The German Button Industry: B.I.O.S. report 1/1/47
I was surprised that such a report existed. How important could the button industry be to the British Government? Quoting from the Library of Congress … “Following right behind Allied combat troops into occupied areas, representatives of the British Intelligence Objectives Subcommittee (BIOS), the Combined Intelligence Objectives Subcommittee (CIOS), and the U.S. Field Intelligence Agency, Technical (FIAT), visited German manufacturing plants, research laboratories, and other war-related facilities to interview managers, scientists, and engineers. After collecting relevant documents, these groups wrote technical briefs on individual subjects, production processes and new technologies.

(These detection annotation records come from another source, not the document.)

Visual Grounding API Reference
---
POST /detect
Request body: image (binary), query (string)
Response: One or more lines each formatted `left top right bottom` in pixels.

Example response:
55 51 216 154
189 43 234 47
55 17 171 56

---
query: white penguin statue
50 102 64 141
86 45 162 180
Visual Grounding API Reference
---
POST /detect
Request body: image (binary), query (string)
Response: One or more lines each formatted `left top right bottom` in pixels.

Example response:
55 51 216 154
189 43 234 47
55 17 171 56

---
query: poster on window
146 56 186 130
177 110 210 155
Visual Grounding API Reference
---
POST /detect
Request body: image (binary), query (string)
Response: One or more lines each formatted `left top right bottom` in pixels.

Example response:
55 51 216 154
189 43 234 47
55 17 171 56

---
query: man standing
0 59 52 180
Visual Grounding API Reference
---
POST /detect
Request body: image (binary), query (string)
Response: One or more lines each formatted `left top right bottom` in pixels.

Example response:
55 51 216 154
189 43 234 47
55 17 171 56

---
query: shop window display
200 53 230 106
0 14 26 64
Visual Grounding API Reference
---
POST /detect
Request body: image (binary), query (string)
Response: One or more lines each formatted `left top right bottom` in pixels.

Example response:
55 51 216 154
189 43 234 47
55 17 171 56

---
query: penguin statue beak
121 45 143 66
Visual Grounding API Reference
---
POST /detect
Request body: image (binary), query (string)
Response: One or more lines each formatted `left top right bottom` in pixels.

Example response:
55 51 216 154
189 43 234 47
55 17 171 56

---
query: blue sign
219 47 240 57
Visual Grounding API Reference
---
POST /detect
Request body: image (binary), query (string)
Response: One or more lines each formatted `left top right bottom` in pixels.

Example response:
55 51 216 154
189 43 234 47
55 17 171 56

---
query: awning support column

They also prepared reports on whole industries – notably the German dye industry – and on construction projects, such as German underground factories.”
This report included details on thermosetting and thermoplastic resins, casein, wood, MOP, ‘natural horn’ and metal buttons as well as the machinery and chemicals used. I think the tone of the report is one of checking up on the state of the German industry, checking if there was machinery or techniques that could benefit British industry, rather than on how German industry could be helped. Some individuals , pointedly described as anti-Nazi, were named as potentially worth taking to England for further questioning for British Industry’s benefit.
Summarising from the report paints a sad picture of the state of Germany at that time … I have left spelling and punctuation as in the report.
“As far as the manufacture of moulded buttons is concerned, it can be said that nothing of any particular importance was found during the visit to Germany.”
“The Country as a whole was found to be well up to date with Injection Moulding Machinery but behind the times with Compression Moulding … due to the fact that from 1938 onwards, no progress was made as the industry was not considered essential to the war effort.”
“… German firms are able to produce a very high class product with plant very much out of date (because) they have an abundance of well trained and highly skilled labour which, because of very low wages existing, is able to replace the use of more modern machinery. The position with the wages is that no change has been made (in 1946) since 1938.”
“… by the use of cheap labour … a potential danger existed to our export market if they should be re-opened to German competition.”
The Casein Button Trade was found … to be practically non-existent since no supplies of Casein Sheet Material were available.”
“The Horn Button Trade was likewise non-existent … one firm trying to make a few Horn Buttons merely because they had nothing else …”
“The Metal Button Industry was found to be in excellent condition … Samples of their products were brought back.”
“Wooden buttons were found being made by all and sundry. This was because of the shortage of other materials. In general their products were quite crude and were sold merely because of the great shortage of buttons.”
“As everywhere, working time is 42 hours a week, due to the low calorie value of the present ration and the exhaustion of the workers.”
“In 1942 the premises (of a MOP button factory) were taken over in order to house Russian Forced Labour which was employed in a nearby factory. The factory was found to be still in a disorderly state. .. the proprietor was making a few articles from the small stock of shells which then existed in order to sell them to buy food for himself and his family. The manufacturing process was very primitive and done entirely by hand.”
In 1945 the Russian Occupation Forces confiscated nearly all ( of a particular) firms machinery. The proprietor, however had immediately ordered new machines …(some had been delivered, but a company supplying them)..were not now in a position to deliver anymore but that when the Russians Occupation Forces had finished dismantling their factory, they hoped to be able to resume delivery again on a smaller scale.”
“The factory (of one particular firm) was partly destroyed by fire at the end of the war. The firm employed foreign forced labour which it seemed, accounted for the fire.”